Providing a bit of background first; World Health Day commemorates the anniversary of the World Health Organisation’s founding way back in 1948 by the United Nations, today being its 69th anniversary.
The vast amount of the work WHO has carried out over the years shouldn’t need any introduction with aid programmes, vaccinations and studies dedicated to making our world a safer, healthy place to live in.
A sizeable amount of their work is also focused on raising awareness of issues, diseases and commonplace mishaps to get everyday people involved in the efforts to better themselves and promote better health. In line with this, each World Health Day is given a message, placing the spotlight on a key issue which requires worldwide attention.
The focus of the WHO’s campaign this year? Targeting the global Depression epidemic.
The No.1 cause of Disability and Illness
Declaring depression to be the No.1 cause of disability and illness may seem like an exaggerated statement, but this is supported by the WHO’s statistics.
Recent estimates from the organization place the global figure at around 300 million people suffering with depression, a shocking increase of over 18% since 2005.
This deterioration has largely been attributed to there not being enough support available for people suffering from mental disorders, however the issue may run deeper. In many cases, fear of social stigma and feelings of isolation prevent sufferers from accessing the services which are available to help them or even mentioning it to friends, family and colleagues.
An important part of raising awareness is defining depression of the clinical variety rather than the colloquial kind occasionally used to describe a passing mood or immediate emotional responses.
Actual depression is usually characterised by long-term feelings of severe sadness, despair and inferiority. Often these feelings can persist for weeks or even months and typically provoke a lack of interest in activities which would normally bring enjoyment, increased fatigue, erratic sleeping patterns and general achiness.
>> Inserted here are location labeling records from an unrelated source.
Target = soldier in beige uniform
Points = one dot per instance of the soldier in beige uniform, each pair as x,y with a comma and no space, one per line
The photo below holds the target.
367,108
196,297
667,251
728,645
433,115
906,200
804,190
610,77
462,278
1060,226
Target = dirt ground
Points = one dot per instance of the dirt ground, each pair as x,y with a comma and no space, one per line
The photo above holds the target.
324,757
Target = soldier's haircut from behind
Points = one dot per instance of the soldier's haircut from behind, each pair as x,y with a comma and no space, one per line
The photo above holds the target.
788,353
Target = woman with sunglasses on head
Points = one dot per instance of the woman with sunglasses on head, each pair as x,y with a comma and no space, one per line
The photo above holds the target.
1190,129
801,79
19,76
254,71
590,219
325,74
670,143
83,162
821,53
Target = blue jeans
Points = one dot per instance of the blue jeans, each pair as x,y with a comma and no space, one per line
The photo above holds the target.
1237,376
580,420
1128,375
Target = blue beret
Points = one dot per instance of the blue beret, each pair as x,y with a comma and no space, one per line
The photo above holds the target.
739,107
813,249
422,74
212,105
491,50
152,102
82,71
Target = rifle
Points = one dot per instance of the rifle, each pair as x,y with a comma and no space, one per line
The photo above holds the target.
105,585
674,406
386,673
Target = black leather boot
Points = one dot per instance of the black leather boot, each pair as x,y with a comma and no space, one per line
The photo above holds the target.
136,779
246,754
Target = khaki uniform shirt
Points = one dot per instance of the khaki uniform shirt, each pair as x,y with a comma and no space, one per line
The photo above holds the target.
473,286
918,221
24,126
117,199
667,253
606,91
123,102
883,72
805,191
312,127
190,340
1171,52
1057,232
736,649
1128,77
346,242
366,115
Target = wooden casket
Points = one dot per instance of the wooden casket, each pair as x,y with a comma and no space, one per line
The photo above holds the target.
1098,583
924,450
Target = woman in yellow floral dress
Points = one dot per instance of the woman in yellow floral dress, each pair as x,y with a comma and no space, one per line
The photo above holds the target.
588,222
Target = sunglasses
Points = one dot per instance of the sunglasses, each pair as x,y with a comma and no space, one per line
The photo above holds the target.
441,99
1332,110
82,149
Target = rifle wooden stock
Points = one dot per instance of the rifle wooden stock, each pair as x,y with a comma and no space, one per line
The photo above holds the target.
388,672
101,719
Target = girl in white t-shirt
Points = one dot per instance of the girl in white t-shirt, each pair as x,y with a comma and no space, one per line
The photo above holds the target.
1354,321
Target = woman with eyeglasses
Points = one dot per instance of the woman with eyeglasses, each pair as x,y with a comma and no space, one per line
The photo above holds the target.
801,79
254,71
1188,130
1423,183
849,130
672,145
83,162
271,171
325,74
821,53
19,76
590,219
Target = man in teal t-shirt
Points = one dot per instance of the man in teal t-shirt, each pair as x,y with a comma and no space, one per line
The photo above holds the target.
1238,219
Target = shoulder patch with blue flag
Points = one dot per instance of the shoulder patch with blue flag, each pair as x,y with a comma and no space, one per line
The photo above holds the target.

Severity will vary from case to case; it may manifest as a persistent mild low but in the worst cases can provoke intense feelings of hopelessness and even suicidal thoughts.
Similarly, triggers are varied and often complex. They may be psychological; stressful events such as the loss of close family, severe illness and financial problems can be a cause, often working in combination to spark depression or with one bad event leading to another.
Biological triggers can also play a part as connections between depression and poor physical health have long been noted.
Seeking and Offering Help
A common factor and catalyst for depression which is often cited as a major problem is the breakdown of relationships. Isolation from friends and family increases the probability of depression developing, enforced by feelings of embarrassment at being unable to cope and the need to tackle personal issues alone.
This is why the tagline for the WHO’s campaign is ‘Depression: let’s talk‘.
As with most of mental wellbeing, talk is a key part of seeking and offering health. While increased investment in related support services is also on the agenda, at the most basic level we can all help by being there to support others and staying vigilant for the symptoms of the disorder.
If someone you know appears to be on a low for an extended period, simply making it clear you’re there to listen and help will be a step in the right direction.
Additionally, alerting them to available services and treatments could be potentially lifesaving; they could seek advice from a doctor, counsellor or mental health charity such as mind.org.uk. Effective treatments meanwhile could be as simple as a series of lifestyle changes, therapy and/or medication.
Regardless, seeking professional help will likely be the first step towards controlling depression and finding a long-term solution to the more problematic symptoms.
In the worst-case scenario, if the person in question is exhibiting potentially suicidal behaviour – such as persistent mentioning of “worthlessness”, open threats to kill themselves or searching for the means to do so – then urgent action will need to be taken.
The worst thing to do is to ignore the problem or give the person in question ‘space’. Simply asking about it may reduce a sufferer’s anxiety and resolve to commit suicide.
Encouraging them to seek professional help and offering to accompany them for support may be their gateway to recovery, while if there is immediate danger of them harming themselves then emergency services should be called without hesitation. Under no circumstances should the solution be to leave them alone at a critical low.
Talk is What Matters
Depression takes many forms and the exact solutions will vary in relation, but talk is what matters.
Support can open a door; possessing a basic awareness of the condition, sensitivity towards sufferers along with a willingness to talk and offer support could make a genuine difference for someone you know, setting them on the road to recovery.
There should be no condemnation towards sufferers and no embarrassment in acknowledging and addressing depression as a personal issue in need of treatment rather than a weakness.